Saturday, January 24, 2009

REVIEW: Almost Home by Pam Jenoff








As a State Department intelligence officer, Jordan Weiss' job has taken her to dangerous locations all around the world. However, one place she's refused to return to is England and the memories of Cambridge a decade earlier. When her dear friend Sarah, in the final stages of Lou Gehrig's disease, needs her in London, she decides to go be by her side. She requests and receives a transfer to London so she can be with her friend in her time of need, unaware that this new assignment may be one of the most dangerous yet.




Soon after her arrival an old friend, Chris, contacts her. He has some lingering doubts about what happened in Cambridge ten years previously, resulting in the death of Jordan's boyfriend, Jared. Chris convinces Jordan to return to Cambridge where they soon have more questions than answers as they quickly discover Jared's death wasn't the drowning accident they'd been led to believe.




Suspense and intrigue abound as Jordan searches for answers in Pam Jenoff's third novel (after The Kommandant's Girl and The Diplomat's Wife). The novel is full of twists and turns as Jordan comes closer to the truth.

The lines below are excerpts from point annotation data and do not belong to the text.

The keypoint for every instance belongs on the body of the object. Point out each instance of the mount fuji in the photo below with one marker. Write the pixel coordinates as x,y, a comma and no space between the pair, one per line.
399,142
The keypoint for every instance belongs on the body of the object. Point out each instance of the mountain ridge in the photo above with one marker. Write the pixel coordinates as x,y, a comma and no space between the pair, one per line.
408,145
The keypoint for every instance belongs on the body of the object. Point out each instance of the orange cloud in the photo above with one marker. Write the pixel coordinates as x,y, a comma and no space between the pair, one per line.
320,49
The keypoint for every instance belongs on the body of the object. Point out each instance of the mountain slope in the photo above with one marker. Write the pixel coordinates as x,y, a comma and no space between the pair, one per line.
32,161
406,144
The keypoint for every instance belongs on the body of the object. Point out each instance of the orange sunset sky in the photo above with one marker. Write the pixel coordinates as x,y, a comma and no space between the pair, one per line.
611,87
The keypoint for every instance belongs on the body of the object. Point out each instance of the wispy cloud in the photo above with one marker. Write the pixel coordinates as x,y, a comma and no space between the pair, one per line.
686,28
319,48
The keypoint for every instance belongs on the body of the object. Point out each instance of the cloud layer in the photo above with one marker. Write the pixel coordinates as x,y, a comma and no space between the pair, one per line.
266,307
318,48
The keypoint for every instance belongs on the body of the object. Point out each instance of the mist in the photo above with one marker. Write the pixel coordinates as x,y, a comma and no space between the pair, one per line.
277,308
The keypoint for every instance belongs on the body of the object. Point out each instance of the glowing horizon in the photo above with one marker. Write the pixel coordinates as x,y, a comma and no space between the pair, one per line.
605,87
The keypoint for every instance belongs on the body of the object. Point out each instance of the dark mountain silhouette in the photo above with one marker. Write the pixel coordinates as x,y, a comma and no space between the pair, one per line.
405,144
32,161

Jenoff deftly combines Jordan's story of 10 years ago with the present day in such a way that it will keep the reader glued to the pages as the mystery unravels. I am off to pluck her other two books off my TBR pile; I think I have discovered a new auto-buy author. Highly recommended.

2 comments:

Marcia said...

Maudeen~ I had this book in my hands just the other day at B&N but put it back in favor of something else. Your review is prompting me to revisit Almost Home and her other two titles which I, too, have sitting somewhere in the TBR piles surrounding me.

(Diane) Bibliophile By the Sea said...

I just finished this one recently, and thought it was pretty good.